I am training a classification model, and getting nan
loss values after some time. I used torch.autograd.set_detect_anomaly(True)
to trace the error and I get this as output:
RuntimeError: Function 'ExpBackward0' returned nan values in its 0th output.
I then used the following checks for values of variables and gradients in my training routine to find out where the problem arises first:
batch_predictions = model(batch_inputs)
batch_loss = loss(batch_predictions, batch_targets)

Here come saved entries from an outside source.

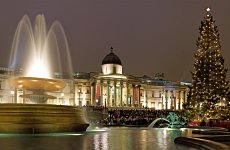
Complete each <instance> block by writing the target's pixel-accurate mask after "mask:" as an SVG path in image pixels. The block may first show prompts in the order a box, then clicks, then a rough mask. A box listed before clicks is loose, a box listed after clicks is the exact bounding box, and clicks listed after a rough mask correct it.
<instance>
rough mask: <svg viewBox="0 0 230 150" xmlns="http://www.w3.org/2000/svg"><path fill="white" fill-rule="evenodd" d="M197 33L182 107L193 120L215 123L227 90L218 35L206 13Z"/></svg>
mask: <svg viewBox="0 0 230 150" xmlns="http://www.w3.org/2000/svg"><path fill="white" fill-rule="evenodd" d="M199 31H200V32H199V37H198V40H197V51H196V52H195V54H194V58H195V61H194V68H193V72H192V88H191V95H190V97H189V100H188V103H187V104H186V106H187V107H188V108H189V109H190V110H188V111H190V112H188V113H191V116H193V117H195V116H196V117H197V118H200V119H219V118H221V115H224V114H223V113H220V112H221V109H222V106H223V105H225V104H226V101H227V96H228V88H229V87H228V82H227V81H226V73H227V69H225V68H224V58H223V57H222V55H221V45H220V41H219V33H218V30H217V26H216V25H215V21H214V20H213V17H212V15H211V14H210V12H209V10H208V9H207V14H206V16H205V17H204V20H203V21H201V26H200V28H199ZM225 106H226V105H225ZM196 117H195V119H196Z"/></svg>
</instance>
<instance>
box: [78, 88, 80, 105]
mask: <svg viewBox="0 0 230 150" xmlns="http://www.w3.org/2000/svg"><path fill="white" fill-rule="evenodd" d="M78 96H79V97H78V102H79V105H80V104H81V103H80V99H81V90H80V89H79V90H78Z"/></svg>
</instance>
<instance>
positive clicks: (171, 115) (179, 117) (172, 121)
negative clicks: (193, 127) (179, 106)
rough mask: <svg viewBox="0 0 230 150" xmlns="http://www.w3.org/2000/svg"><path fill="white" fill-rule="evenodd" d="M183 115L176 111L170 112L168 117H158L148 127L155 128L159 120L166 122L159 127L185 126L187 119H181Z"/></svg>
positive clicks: (169, 127) (159, 126) (168, 115)
mask: <svg viewBox="0 0 230 150" xmlns="http://www.w3.org/2000/svg"><path fill="white" fill-rule="evenodd" d="M180 118H181V117H180V116H179V115H178V114H176V113H175V112H169V115H168V116H167V117H163V118H157V119H155V120H154V121H153V122H152V123H151V124H150V125H149V126H148V128H153V127H154V126H155V124H156V123H157V122H159V121H164V123H162V124H160V125H159V126H158V127H167V128H181V127H183V126H184V124H185V121H183V120H181V119H180Z"/></svg>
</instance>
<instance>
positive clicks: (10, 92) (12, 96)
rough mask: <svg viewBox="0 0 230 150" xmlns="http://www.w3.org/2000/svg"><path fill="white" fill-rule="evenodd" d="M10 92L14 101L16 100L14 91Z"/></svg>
mask: <svg viewBox="0 0 230 150" xmlns="http://www.w3.org/2000/svg"><path fill="white" fill-rule="evenodd" d="M10 94H11V95H12V103H13V102H14V91H10Z"/></svg>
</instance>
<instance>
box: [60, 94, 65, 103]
mask: <svg viewBox="0 0 230 150" xmlns="http://www.w3.org/2000/svg"><path fill="white" fill-rule="evenodd" d="M64 95H65V94H64V93H61V101H62V102H61V103H62V105H63V104H64Z"/></svg>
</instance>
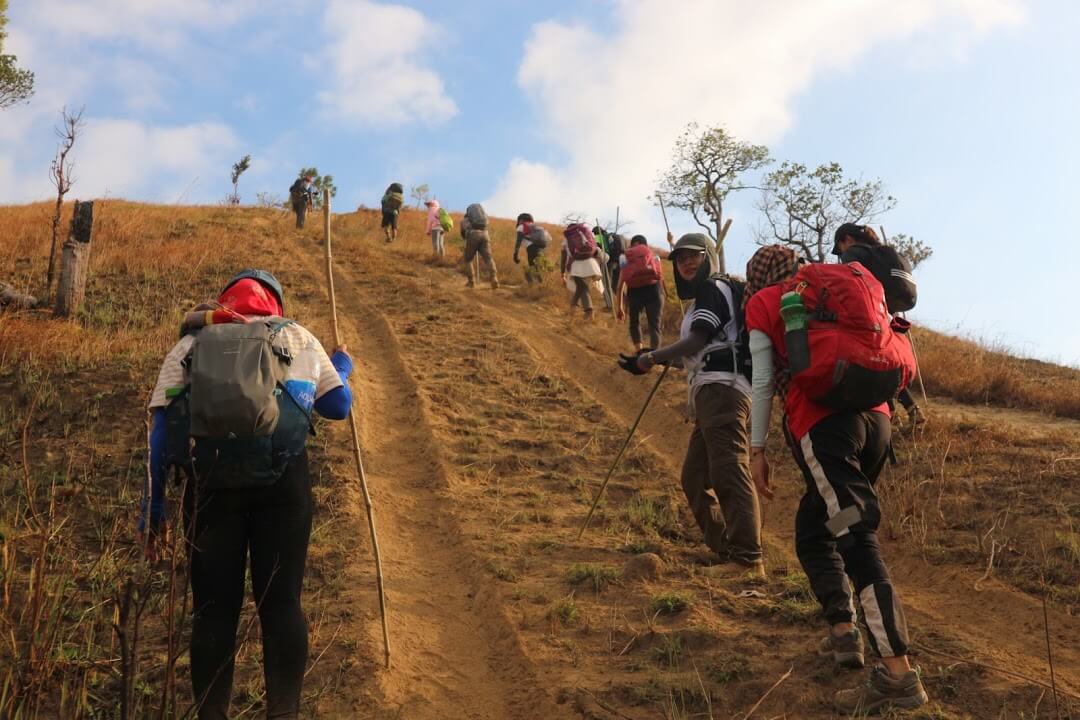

if torch.isfinite(batch_predictions).all() and torch.isfinite(batch_loss.item()):
print("outputs and loss ok")
else:
print("outputs and loss not ok")
batch_loss.backward()
grads = [p.grad for p in model.parameters() if p.requires_grad is True]
for grads_ in grads:
if torch.isnan(grads_).any():
print("grads nan")
else:
print("grads ok")
optimizer.step()
After some time I get grads nan
as output, but the immediately preceding outputs and loss ok
is also printed. This means that the outputs are ok, the loss is ok but the gradient calculations with batch_loss.backward()
leads to nan
gradients being calculated. I have tried changing the optimizer and reducing the learning rate, but nothing works. I am not sure why this is happening, and how to probe further and correct this. Thanks in advance for any help.